Mexican Food – Healthy Alternatives to Tempt Your Taste Buds If you were scared away from Mexican food by the Center for Disease Control’s last report about it-and even if you weren’t-you may be wondering if there are any healthy choices in Mexican cuisine. Mexican food is an American favorite-even if it is just the Taco Bell variety. The key to eating healthy and enjoying Mexican cuisine is to make simple changes in the ingredients that you use and to change your preparation techniques. The first step to eating Mexican food is to find a good Mexican restaurant. Look for establishments that offer fresh ingredients and that are not overly processed. The sour cream and cheese in traditional Mexican food may not be the healthiest option if you are on a weight loss diet. Choose instead items that contain tomato paste, pasteurized dairy products, and fresh vegetables and include a fat free sour cream and cheese in your taco. สล๊อตเว็บตรงแตกง่าย
Your second option, once you’ve found a good Mexican restaurant, is to use these ingredients with traditional dishes and create new meals to add to your repertoire of Mexican food. The best Mexican food will use fresh ingredients-from the south of Mexico as well as other countries. So, you don’t have to worry about the ingredients lately. nor will you have to worry about the high calories. With Mexican food as a reference, you can create dishes that are low in calories and yet are delicious. Recipes created by the talented Mexican chefs are available online in many cookbooks and on the internet. If you are looking for a snack or a meal idea, it can be hard to think of something new to prepare. The best idea is to start with the established recipes in your own kitchen and then add your own touch.
For example, when I cook Pinto beans, I make sure they are properly rinsed off and are free of any dirt or grit.
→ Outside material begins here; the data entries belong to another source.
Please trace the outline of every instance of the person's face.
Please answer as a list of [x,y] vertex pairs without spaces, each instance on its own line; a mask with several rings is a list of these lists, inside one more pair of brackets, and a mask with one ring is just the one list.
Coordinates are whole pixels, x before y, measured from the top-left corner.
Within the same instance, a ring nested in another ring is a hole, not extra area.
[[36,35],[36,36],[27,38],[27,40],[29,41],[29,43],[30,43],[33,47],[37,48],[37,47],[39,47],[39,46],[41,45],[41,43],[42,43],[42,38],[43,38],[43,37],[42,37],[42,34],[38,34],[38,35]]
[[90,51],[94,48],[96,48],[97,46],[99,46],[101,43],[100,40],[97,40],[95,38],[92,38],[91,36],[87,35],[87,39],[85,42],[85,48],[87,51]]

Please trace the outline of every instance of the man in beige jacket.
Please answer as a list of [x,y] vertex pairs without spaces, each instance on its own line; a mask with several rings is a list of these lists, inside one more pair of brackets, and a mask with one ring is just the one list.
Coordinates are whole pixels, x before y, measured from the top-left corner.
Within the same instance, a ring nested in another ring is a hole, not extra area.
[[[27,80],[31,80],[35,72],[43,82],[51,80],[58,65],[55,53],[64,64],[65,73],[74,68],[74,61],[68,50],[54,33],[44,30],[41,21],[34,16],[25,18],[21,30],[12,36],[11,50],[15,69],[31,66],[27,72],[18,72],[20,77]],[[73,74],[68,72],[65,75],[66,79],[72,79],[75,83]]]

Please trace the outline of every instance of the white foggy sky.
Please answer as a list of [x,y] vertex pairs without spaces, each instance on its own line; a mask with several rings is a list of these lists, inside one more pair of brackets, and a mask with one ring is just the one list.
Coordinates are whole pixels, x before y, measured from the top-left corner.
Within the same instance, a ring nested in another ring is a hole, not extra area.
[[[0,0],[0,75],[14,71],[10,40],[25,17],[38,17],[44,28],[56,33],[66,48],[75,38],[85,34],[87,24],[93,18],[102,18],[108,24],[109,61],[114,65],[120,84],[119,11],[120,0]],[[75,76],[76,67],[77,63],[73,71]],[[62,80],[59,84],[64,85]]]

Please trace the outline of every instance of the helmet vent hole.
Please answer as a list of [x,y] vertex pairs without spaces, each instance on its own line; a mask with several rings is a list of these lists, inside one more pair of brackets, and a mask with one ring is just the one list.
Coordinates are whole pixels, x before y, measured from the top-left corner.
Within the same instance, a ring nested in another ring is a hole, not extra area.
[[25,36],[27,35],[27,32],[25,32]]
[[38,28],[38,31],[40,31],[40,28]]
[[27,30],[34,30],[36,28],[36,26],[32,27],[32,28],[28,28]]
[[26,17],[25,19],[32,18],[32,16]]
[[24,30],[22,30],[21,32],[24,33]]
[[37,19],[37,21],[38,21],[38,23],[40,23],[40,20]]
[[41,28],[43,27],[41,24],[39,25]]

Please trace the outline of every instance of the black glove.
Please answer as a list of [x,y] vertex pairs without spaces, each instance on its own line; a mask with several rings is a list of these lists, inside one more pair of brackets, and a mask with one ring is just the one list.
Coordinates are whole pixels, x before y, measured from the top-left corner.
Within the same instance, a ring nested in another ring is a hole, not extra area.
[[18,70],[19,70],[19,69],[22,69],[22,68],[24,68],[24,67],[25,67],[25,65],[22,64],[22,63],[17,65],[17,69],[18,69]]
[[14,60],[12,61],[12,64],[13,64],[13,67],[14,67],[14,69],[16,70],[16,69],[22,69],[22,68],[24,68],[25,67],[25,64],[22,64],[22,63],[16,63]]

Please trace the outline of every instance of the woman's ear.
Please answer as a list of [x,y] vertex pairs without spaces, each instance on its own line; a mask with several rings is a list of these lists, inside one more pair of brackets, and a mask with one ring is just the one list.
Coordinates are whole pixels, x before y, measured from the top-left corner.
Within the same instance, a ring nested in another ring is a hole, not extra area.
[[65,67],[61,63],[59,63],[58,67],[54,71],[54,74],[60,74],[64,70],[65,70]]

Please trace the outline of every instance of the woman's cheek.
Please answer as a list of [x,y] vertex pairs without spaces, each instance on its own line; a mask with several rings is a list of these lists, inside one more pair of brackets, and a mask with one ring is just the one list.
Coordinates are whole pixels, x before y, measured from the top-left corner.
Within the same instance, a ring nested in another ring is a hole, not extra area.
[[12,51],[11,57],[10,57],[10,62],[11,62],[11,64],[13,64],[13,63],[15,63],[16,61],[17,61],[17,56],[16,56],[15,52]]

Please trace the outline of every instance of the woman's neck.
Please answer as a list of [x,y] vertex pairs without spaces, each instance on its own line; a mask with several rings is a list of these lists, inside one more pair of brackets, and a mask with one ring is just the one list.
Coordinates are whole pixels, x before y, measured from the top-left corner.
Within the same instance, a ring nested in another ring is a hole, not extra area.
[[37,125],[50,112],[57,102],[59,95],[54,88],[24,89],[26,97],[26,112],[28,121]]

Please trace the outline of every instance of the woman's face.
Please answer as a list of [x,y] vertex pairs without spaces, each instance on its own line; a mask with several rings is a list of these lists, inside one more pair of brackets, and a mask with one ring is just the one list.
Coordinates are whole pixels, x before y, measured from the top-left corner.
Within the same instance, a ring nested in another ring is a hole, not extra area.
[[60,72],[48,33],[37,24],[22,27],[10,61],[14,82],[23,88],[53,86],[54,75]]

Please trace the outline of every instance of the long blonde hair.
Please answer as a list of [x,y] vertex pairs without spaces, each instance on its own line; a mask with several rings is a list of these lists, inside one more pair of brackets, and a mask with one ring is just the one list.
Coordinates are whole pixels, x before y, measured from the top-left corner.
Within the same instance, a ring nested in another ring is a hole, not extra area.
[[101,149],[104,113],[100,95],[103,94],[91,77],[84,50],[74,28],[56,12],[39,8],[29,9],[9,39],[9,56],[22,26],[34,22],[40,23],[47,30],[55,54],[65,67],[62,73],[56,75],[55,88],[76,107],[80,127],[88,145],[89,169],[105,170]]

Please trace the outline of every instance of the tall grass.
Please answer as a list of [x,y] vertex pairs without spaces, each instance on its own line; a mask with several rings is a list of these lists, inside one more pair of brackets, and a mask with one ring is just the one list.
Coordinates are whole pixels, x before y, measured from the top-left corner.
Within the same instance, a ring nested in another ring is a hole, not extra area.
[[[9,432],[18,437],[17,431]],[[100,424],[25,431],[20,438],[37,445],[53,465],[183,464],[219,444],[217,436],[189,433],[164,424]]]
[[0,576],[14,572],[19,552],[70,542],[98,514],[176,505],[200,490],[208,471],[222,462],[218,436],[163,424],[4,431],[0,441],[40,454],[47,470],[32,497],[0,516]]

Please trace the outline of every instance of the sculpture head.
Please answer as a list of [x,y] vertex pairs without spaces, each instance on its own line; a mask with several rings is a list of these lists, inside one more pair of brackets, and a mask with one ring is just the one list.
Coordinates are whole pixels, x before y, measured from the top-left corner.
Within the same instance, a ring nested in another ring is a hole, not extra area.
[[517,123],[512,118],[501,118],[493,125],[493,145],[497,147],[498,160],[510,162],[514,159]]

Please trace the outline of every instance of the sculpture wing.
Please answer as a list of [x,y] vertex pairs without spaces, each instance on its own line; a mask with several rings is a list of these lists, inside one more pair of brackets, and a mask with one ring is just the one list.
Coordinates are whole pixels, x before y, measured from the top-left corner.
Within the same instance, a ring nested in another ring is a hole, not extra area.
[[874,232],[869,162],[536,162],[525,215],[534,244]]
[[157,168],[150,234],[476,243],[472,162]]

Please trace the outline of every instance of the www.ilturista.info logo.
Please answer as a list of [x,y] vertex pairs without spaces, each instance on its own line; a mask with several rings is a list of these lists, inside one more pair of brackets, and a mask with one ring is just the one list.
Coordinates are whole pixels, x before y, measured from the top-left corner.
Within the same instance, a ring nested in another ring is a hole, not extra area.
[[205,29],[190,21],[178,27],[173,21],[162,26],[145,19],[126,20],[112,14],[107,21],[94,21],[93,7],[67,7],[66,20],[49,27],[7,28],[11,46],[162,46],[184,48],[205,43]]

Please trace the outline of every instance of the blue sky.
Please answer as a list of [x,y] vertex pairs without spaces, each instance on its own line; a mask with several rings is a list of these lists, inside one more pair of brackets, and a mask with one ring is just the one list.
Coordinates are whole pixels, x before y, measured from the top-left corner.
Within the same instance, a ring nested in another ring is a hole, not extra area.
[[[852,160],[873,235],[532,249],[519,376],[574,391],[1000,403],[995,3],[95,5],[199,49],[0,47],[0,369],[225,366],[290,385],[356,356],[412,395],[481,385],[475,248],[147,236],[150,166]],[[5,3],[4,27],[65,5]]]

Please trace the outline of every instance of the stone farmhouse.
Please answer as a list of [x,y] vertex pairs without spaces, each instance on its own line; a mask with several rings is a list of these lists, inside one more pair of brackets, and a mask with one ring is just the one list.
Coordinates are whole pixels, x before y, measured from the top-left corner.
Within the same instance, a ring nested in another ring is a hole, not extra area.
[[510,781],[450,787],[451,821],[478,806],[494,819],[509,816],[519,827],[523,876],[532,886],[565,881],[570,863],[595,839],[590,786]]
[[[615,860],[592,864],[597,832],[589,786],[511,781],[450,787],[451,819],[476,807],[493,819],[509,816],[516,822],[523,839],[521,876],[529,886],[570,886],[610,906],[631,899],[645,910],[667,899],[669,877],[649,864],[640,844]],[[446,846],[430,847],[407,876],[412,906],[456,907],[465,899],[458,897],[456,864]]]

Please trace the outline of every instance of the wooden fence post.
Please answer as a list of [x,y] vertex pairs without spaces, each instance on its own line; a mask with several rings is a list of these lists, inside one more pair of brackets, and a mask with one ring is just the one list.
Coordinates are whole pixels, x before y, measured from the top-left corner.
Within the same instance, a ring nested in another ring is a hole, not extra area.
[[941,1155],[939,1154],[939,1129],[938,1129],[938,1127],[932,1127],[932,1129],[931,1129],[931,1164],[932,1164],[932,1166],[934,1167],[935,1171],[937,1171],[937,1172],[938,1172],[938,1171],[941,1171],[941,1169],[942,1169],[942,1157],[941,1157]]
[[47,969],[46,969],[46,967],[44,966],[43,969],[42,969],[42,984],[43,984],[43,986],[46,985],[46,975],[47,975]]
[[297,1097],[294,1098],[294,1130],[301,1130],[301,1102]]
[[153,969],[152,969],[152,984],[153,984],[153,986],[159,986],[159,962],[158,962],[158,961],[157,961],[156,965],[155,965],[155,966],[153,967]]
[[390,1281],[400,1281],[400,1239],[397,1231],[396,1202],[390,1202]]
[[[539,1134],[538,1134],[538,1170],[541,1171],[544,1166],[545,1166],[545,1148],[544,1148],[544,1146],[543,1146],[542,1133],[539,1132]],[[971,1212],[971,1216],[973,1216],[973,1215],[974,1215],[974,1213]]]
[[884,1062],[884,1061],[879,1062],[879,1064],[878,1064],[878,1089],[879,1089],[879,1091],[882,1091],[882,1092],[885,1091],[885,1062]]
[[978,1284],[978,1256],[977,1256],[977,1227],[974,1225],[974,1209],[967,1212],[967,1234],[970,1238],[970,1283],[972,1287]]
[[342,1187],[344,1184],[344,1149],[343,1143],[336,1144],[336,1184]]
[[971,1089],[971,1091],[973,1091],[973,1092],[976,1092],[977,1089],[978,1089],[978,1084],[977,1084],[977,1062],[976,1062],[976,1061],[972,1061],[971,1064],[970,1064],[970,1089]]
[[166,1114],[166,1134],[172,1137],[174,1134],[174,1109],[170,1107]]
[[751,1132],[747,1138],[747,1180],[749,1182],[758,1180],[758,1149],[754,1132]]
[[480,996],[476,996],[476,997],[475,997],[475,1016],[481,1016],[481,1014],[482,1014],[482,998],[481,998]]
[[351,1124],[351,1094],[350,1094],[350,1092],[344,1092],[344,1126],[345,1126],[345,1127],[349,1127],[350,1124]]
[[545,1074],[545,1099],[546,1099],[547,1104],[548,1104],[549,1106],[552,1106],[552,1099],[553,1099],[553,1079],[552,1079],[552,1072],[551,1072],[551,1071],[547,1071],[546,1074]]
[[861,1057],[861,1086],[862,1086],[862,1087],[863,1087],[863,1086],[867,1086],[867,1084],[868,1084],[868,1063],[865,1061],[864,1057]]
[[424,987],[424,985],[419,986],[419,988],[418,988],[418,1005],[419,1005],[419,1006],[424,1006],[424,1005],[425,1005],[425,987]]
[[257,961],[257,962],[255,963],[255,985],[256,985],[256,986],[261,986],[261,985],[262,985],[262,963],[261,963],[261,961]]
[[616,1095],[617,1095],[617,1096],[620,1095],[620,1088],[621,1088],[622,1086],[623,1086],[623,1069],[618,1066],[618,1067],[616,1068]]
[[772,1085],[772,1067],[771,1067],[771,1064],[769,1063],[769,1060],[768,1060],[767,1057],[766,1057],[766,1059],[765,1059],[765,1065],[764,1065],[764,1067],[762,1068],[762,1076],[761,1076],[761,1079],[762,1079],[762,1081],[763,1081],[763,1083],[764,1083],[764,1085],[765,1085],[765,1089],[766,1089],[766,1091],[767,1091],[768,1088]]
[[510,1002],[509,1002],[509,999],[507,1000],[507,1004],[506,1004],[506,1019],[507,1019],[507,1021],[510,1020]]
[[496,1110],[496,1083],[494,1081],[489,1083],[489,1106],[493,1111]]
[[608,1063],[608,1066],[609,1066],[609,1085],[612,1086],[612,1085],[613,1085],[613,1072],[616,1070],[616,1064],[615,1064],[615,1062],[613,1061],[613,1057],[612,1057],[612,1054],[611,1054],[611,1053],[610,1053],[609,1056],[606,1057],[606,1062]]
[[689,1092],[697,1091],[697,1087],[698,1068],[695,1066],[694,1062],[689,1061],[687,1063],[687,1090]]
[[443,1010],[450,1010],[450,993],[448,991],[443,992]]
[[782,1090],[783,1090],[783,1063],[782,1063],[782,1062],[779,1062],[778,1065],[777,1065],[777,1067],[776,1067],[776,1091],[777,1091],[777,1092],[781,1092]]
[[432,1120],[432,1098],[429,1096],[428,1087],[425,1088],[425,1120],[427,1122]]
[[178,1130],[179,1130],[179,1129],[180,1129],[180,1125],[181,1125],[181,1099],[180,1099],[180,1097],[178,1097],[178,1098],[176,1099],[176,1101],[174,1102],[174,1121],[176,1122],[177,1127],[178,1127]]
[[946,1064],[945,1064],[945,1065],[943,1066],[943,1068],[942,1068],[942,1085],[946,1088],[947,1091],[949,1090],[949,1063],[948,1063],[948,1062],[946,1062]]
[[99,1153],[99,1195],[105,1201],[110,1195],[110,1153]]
The following recipe is very simple and gives you an idea of just how fast you can cook a chicken. This chicken can be cooked in the approximately 2 hour range.
1 chicken, cut up into 6 pieces
salt and pepper, to taste
First, you will need to prepare the chicken according to directions. If you are using the slow cooker, it will be much easier. Simply add the chicken pieces into the slow cooker and then add enough water to cover the chicken and forget about it. After the chicken is cooked, you can just reheat it for a few minutes.
Second, you will need to sauté the onions, garlic, and shallots in olive oil. Add the butter into the pan and then let it heat until it sizzles a bit and you can see the oil beginning to bubble. Add the shallots and garlic and cook for a few minutes. You can then remove the pan from the heat and add the shrimp. Depending on the amount of shrimp you end up using, the cooking time will vary. But the general rule is that shrimp will cook faster in the oil than they will in water. Once the shrimp are done, you can add the mangoes and the cilantro and squeeze in a little lemon juice, sea salt, and vinegar to taste.
Third, you will need to clean your plate, using a spoon or similar tool to spread the butter evenly over the entire surface of the salmon. Once it is finished, you can sprinkle some sea salt as well as the remaining garlic salt to further flavor the dish. Then you can finish it with a coriander sprinkle.
Now, if you will use this recipe in the future, remember to monitor your diet. Once you start eating recipes like this, you will be hooked for life.